The UK government’s Environmental Audit Committee (EAC) has written to the group’s chairman Mahmud Kamani asking for an update on Boohoo’s commitments to its environmental and social practices.
The letter also includes a request that its senior executives’ bonuses should be linked to the progress made on its commitment to improving working conditions and rights within its supply chain.
The long-term bonus scheme, announced last year, is linked to share price growth and potentially worth £150 million to key executives. Boohoo has yet to comment on the EAC’s request.
Meanwhile, Boohoo was forced to defend its supplier practices again earlier in the week after a Sky News report said the online fashion retailer faced the possibility of a US import ban due to allegations over poor working practices in supplier factories.
The report said the retailer's operations had come to the attention of US Customs and Border Protection.
The agency, which said it had seen enough evidence to launch its own investigation, has the power to seize goods deemed to have been produced under any type of "forced" or sub-standard conditions.
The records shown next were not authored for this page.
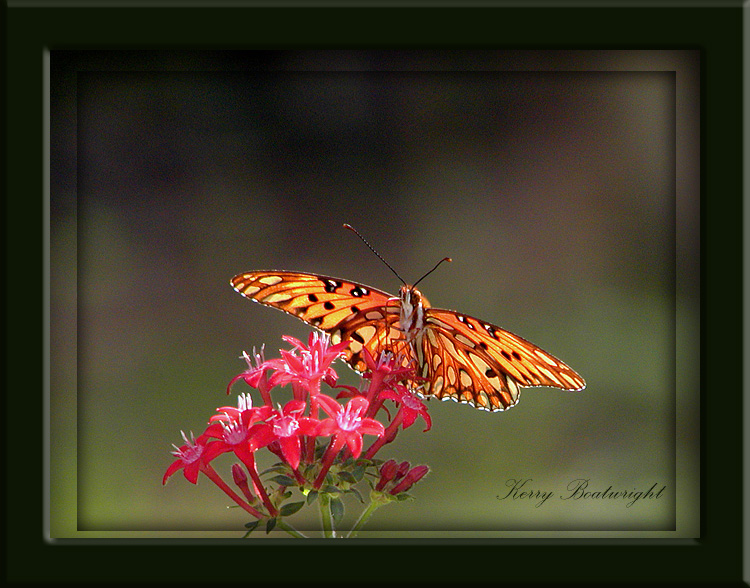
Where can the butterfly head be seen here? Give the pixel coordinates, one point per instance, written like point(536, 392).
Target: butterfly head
point(412, 309)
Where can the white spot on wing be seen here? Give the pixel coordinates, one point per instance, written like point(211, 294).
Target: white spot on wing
point(276, 297)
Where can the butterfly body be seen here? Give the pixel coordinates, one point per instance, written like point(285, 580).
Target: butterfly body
point(458, 357)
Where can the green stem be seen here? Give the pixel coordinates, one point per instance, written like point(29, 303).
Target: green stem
point(326, 516)
point(291, 530)
point(363, 518)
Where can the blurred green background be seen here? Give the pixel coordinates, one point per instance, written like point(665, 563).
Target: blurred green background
point(559, 183)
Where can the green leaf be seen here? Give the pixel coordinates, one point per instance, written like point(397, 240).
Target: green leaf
point(337, 509)
point(281, 468)
point(356, 493)
point(358, 472)
point(283, 480)
point(347, 477)
point(291, 508)
point(251, 526)
point(270, 525)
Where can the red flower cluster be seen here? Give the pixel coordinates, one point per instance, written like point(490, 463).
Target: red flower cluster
point(319, 441)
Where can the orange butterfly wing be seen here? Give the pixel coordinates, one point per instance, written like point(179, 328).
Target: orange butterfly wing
point(460, 357)
point(347, 311)
point(476, 362)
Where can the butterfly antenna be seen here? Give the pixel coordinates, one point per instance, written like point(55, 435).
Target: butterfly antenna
point(432, 270)
point(356, 232)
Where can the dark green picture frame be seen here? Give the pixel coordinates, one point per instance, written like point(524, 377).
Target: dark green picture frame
point(34, 27)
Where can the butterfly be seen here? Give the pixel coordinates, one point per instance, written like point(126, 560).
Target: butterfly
point(458, 356)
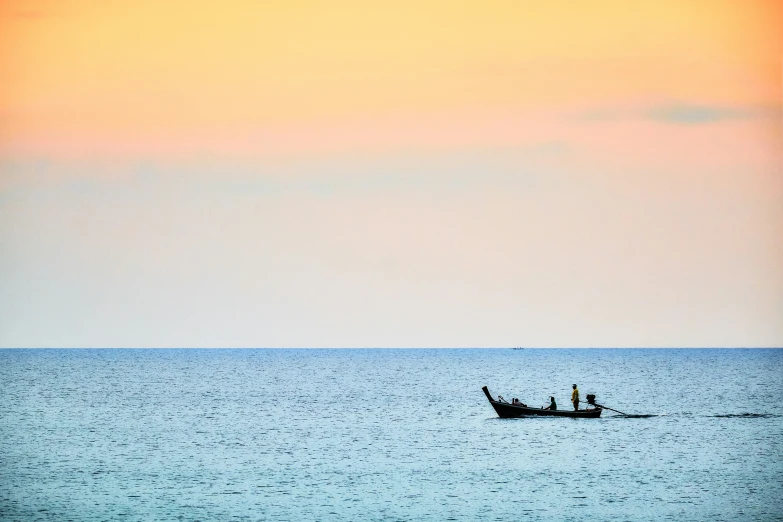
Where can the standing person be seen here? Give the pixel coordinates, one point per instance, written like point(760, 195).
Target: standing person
point(575, 397)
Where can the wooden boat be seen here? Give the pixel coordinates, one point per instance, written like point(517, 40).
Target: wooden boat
point(507, 410)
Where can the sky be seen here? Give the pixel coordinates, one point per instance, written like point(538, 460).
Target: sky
point(391, 174)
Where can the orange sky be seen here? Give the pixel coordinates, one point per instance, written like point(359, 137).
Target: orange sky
point(165, 79)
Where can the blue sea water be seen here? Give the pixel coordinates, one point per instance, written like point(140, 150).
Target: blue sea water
point(388, 435)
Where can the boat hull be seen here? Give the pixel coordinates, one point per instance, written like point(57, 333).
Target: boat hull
point(510, 411)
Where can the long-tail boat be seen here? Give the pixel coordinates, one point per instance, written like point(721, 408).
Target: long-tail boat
point(507, 410)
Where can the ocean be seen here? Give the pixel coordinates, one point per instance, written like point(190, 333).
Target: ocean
point(388, 434)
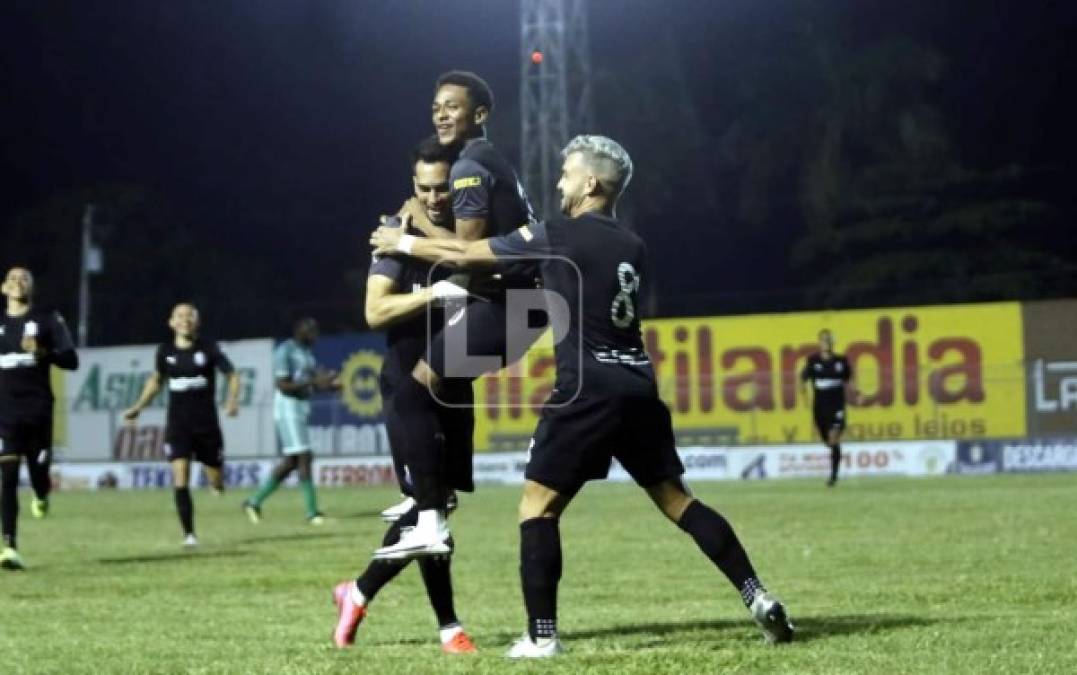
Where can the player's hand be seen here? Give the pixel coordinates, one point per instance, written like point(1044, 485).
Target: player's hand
point(445, 291)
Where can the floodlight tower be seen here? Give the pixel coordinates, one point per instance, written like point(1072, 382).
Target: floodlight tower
point(555, 92)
Claims of poor working practices linked to Boohoo that surfaced last summer have failed to subside. In December, the retailer faced fresh allegations that workers in Pakistan were being paid just 29p per hour to produce its clothing.
The company earlier launched an independent review which led to the introduction of its ‘Agenda for Change’ programme. In November, it also appointed Sir Brian Leveson to provide independent oversight of the programme.
The company, which said it has already taken action by severing ties with more than 60 businesses and improving oversight controls of its activities, is scheduled to publish its UK supplier list this month and its global supplier list by September.